Am Sewan See bleibe ich genau vier Stunden. Dann beschließe ich entgegen meines ursprünglichen Planes weiterzuziehen. Eigentlich wollte ich hier zwei Nächte wild campen, den spektakulären Sonnenauf und -untergang an diesem einmaligen Ort auskosten, mir Zeit nehmen und durchatmen. Wie in Georgien. In Armenien soll das problemlos gehen, aber ich fühle mich nicht sicher. Dauernd wird mir durch das Gehupe fremder Männer deutlich gemacht, dass ich gesehen werde. Ständig will mir jemand „helfen“ und was für reisende Männer und Pärchen unter dem Begriff „Gastfreundschaft“ oder „Hilfe“ läuft, wird bei allein reisenden Frauen ganz schnell zur Belästigung. Jeder Kontakt fängt gastfreundlich an, das ist hier einfach so, aber zu oft mündet dieser in unangenehmen Diskussionen und Beleidigungen.

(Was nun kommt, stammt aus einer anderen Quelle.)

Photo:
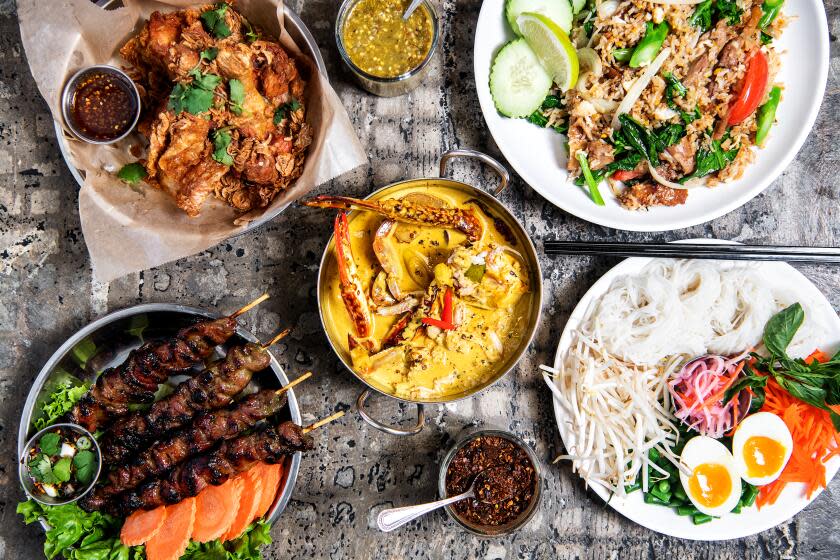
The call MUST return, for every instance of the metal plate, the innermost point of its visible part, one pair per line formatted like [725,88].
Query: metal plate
[115,335]
[303,39]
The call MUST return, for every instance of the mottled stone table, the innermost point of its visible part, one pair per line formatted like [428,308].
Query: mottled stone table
[46,292]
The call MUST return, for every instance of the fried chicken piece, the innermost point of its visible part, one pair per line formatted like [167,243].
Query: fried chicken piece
[186,169]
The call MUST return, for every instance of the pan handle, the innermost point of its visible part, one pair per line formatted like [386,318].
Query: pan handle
[504,176]
[421,418]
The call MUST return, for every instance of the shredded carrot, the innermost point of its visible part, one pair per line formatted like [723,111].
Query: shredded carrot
[814,440]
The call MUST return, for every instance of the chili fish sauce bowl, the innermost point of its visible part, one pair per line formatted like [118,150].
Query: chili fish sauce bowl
[100,104]
[59,464]
[501,451]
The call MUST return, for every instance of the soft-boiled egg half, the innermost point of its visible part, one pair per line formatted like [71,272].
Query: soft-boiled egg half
[762,445]
[714,486]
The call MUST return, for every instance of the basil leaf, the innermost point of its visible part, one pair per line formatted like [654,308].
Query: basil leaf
[132,173]
[835,419]
[781,328]
[749,381]
[61,469]
[214,21]
[85,463]
[814,396]
[50,444]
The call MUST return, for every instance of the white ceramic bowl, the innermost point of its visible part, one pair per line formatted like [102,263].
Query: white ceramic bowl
[540,158]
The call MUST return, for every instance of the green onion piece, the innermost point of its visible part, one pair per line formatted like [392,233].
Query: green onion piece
[700,518]
[590,180]
[650,45]
[686,510]
[622,55]
[767,115]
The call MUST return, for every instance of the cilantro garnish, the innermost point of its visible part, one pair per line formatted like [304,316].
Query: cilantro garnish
[214,21]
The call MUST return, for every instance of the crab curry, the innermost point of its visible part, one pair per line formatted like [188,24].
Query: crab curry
[427,295]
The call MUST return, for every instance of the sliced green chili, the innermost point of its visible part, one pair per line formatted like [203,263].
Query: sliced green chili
[767,115]
[650,45]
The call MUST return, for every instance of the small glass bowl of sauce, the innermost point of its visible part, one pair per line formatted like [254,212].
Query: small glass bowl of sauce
[513,464]
[388,55]
[60,464]
[100,104]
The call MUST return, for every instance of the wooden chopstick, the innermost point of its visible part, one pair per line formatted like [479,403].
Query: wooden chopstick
[824,255]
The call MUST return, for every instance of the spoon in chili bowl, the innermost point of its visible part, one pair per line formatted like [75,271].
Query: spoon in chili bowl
[489,487]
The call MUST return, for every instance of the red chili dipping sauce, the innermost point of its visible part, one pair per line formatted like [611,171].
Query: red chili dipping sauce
[512,478]
[103,106]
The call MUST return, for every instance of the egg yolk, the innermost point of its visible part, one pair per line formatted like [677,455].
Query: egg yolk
[763,456]
[710,484]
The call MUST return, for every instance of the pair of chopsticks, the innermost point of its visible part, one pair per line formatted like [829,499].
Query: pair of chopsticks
[822,255]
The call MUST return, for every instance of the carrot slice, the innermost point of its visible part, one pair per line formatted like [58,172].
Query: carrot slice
[271,475]
[248,503]
[215,510]
[174,536]
[142,525]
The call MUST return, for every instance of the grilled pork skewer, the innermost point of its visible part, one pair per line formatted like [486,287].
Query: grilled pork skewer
[231,457]
[206,430]
[212,389]
[136,380]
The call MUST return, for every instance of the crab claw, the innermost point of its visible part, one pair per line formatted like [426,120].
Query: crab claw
[401,210]
[352,291]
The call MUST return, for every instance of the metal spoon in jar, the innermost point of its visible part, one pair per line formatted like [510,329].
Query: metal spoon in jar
[494,492]
[410,10]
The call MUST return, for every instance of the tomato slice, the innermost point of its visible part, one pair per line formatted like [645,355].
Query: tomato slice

Als ich beschließe doch weiter nach Jerewan zu ziehen und versuche, einen Platz in einer Marshrutka zu bekommen, habe ich Pech. Somit laufe ich sieben Kilometer ins nächste Städtchen (natürlich in der Mittagssonne, entlang einer viel befahrenen Straße), ignoriere und wimmle die ganzen Autos ab, die mir anbieten, mich mitzunehmen und zahle den Preis in Form von Schweißtropfen. Kurz bevor ich ankomme in Sewan City, hält ein neuer weißer Sprinter neben mir. „Where are you going? Can we bring you somewhere?“ in Windeseile überfliege ich den Anbieter. Er ist nicht jung, aber auch nicht alt. Bestimmt verheiratet mit Kind (und noch nicht gelangweilt von seiner Frau), neben ihm sitzt sein Fahrer, ein alter Mann (bestimmt gelangweilt von seiner Frau). Außerdem spricht er English. Ein großer Pluspunkt. Er weiß wie das mit den europäischen Frauen funktioniert. Ich zögere und sage schließlich, dass ich in Sewan zum Bus möchte. Er nickt und macht die Tür auf. Den Rucksack werfe ich auf die Ladefläche zu einer Ansammlung von alkoholischen Getränken und begebe mich auf den dritten Platz zwischen den beiden Männern.
Natürlich fragen sie mich, wo ich hin will und nehmen mich schließlich mit nach Jerewan. Was folgt ist eine fröhliche, entspannt und informative Fahrt in die Hauptstadt. Ich werde zur Hochzeit des Sohnes eines Freundes eingeladen (eine Einladung auf die ich nicht weiter eingehe), und genau an dem Ort rausgelassen, wo ich rausgelassen werden möchte. Ich habe den jüngeren Armenier offensichtlich richtig eingeschätzt. (Eine Seltenheit in Armenien, da man im Auto eines fremden Menschen in dessen Obhut und Verantwortung ist. Als Ausländer wird man hier am liebsten direkt in die Verantwortung eines anderen Menschen übergeben, vor allem als allein reisende Frau. Ein Umstand der mir total gegen den Strich geht.)
Und somit bin ich zwei Tage früher als geplant in der pinken Stadt. Den Sewansee muss ich in meinen Akten mit „nochmal hinfahren“ weglegen. Das nächste Mal komme ich mit Auto und männlicher Begleitung, dann ist es sicherlich traumhaft. Erstmal stelle ich mich darauf ein, dass es hier in Armenien genau anders herum sein wird, wie in allen anderen bisherigen Ländern. Die Stadt wird hier für mich das Highlight. Sie ist nicht zu groß, nicht zu laut, nicht zu freundlich und nicht zu interessiert an europäischen Ausländern. Aber mehr dazu beim nächsten Mal.